Wi-Fi belongs to a short-range wireless transmission technology, and the terminal 100 can help a user to send and receive e-mail, browse web pages, access streaming media and the like through the Wi-Fi module 170, so that wireless broadband internet access is provided for the user.

The processor 180 is a control center of the terminal 100, connects various parts of the entire terminal using various interfaces and lines, and performs various functions of the terminal 100 and processes data by running or executing software programs stored in the memory 120 and calling data stored in the memory 120. In some embodiments, the processor 180 may include one or more processing units; the processor 180 may also integrate an application processor that primarily handles operating systems, user interfaces, applications, etc., and a baseband processor that primarily handles wireless communications. It will be appreciated that the baseband processor described above may not be integrated into the processor 180. The processor 180 of the present application may run an operating system, application programs, user interface displays and touch responses, as well as methods described in embodiments of the present application. In addition, the processor 180 is coupled with the display unit 130.

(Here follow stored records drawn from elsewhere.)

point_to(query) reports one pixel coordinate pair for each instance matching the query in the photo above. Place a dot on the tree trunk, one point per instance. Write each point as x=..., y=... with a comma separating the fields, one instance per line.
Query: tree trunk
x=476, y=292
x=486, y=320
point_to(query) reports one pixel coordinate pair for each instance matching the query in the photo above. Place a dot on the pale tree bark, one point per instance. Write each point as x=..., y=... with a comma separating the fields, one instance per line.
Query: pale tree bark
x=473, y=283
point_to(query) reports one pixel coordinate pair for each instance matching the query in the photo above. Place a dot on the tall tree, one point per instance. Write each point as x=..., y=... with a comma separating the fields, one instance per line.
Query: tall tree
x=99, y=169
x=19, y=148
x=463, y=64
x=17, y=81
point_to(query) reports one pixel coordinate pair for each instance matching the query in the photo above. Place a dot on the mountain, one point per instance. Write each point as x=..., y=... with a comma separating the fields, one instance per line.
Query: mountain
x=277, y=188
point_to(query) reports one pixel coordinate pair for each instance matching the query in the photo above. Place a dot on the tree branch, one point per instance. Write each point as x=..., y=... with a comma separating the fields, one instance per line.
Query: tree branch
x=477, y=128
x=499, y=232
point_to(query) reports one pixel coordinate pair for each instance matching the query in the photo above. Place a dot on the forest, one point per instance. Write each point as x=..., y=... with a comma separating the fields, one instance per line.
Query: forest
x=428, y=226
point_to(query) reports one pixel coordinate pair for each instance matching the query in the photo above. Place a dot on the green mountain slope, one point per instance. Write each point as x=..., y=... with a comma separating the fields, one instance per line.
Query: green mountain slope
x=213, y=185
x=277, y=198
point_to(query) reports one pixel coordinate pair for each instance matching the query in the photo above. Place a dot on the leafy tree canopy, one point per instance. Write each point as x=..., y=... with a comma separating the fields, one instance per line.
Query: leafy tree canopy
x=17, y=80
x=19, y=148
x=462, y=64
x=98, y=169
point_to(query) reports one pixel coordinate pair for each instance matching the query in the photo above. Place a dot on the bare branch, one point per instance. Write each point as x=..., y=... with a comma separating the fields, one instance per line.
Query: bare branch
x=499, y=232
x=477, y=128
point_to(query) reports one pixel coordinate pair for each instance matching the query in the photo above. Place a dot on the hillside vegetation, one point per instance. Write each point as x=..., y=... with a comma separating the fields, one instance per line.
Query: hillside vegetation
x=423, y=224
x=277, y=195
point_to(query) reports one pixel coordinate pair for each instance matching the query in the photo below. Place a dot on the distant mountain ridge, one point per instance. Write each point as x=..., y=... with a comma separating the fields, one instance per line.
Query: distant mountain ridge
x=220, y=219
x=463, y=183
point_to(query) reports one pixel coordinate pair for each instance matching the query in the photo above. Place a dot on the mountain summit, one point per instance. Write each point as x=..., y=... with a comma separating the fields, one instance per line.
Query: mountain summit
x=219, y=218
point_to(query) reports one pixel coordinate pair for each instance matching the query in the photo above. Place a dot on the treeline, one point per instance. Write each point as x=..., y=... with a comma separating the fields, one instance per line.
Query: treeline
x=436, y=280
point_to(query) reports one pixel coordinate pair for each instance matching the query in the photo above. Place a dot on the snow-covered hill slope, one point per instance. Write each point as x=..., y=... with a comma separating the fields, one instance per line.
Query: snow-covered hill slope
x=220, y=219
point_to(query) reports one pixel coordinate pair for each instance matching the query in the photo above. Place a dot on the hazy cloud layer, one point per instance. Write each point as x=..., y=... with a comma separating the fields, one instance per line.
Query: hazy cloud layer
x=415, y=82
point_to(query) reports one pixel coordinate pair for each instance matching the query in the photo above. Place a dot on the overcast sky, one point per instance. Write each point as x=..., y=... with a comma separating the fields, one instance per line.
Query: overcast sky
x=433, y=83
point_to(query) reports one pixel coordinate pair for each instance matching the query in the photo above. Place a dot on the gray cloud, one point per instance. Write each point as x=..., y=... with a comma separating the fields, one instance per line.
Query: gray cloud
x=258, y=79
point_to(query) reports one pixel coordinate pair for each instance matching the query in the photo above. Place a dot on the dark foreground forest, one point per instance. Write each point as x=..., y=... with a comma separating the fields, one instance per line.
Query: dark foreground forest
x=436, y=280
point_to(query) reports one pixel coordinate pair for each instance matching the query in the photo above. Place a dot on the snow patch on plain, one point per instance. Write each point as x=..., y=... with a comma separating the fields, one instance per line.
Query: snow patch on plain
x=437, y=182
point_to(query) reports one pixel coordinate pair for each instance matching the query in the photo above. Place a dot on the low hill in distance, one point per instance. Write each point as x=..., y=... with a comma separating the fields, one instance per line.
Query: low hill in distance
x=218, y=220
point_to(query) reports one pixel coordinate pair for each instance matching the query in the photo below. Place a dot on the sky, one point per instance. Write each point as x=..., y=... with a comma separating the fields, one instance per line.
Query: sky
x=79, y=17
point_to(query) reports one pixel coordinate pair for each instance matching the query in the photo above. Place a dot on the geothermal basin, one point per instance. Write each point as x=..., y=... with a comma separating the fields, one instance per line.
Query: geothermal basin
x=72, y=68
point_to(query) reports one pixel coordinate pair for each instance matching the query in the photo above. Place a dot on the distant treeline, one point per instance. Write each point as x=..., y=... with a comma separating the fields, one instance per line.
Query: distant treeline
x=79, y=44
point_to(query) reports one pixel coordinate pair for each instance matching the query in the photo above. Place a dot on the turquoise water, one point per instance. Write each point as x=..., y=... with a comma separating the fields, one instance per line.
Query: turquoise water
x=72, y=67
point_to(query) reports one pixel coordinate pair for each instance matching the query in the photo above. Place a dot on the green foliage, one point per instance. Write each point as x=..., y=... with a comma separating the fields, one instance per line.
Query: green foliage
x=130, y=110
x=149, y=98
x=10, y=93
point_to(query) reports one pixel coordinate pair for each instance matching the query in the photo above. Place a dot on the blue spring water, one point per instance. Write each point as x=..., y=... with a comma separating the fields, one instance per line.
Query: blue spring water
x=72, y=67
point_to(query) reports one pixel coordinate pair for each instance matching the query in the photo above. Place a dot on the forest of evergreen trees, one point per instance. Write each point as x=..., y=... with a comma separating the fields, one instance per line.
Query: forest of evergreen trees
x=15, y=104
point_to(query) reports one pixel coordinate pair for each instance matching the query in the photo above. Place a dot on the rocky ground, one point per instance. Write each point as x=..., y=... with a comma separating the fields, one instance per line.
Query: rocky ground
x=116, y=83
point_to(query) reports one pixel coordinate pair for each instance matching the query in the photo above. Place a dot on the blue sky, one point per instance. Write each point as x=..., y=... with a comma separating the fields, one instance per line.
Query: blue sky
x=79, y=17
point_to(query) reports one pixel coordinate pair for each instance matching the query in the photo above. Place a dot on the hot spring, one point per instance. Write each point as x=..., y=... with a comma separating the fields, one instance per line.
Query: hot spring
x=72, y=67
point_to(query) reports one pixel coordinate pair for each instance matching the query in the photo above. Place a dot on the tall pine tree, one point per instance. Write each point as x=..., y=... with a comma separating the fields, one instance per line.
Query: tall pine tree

The bluetooth module 181 is configured to perform information interaction with other bluetooth devices having a bluetooth module through a bluetooth protocol. For example, the terminal 100 may establish a bluetooth connection with a wearable terminal device (e.g., a smart watch) also provided with a bluetooth module through the bluetooth module 181, thereby performing data interaction.

The terminal 100 also includes a power supply 190 (e.g., a battery) that provides power to the various components. The power supply may be logically connected to the processor 180 through a power management system, so that functions of managing charge, discharge, power consumption, etc. are implemented through the power management system. The terminal 100 may also be configured with power buttons for powering on and off the terminal, and for locking the screen, etc.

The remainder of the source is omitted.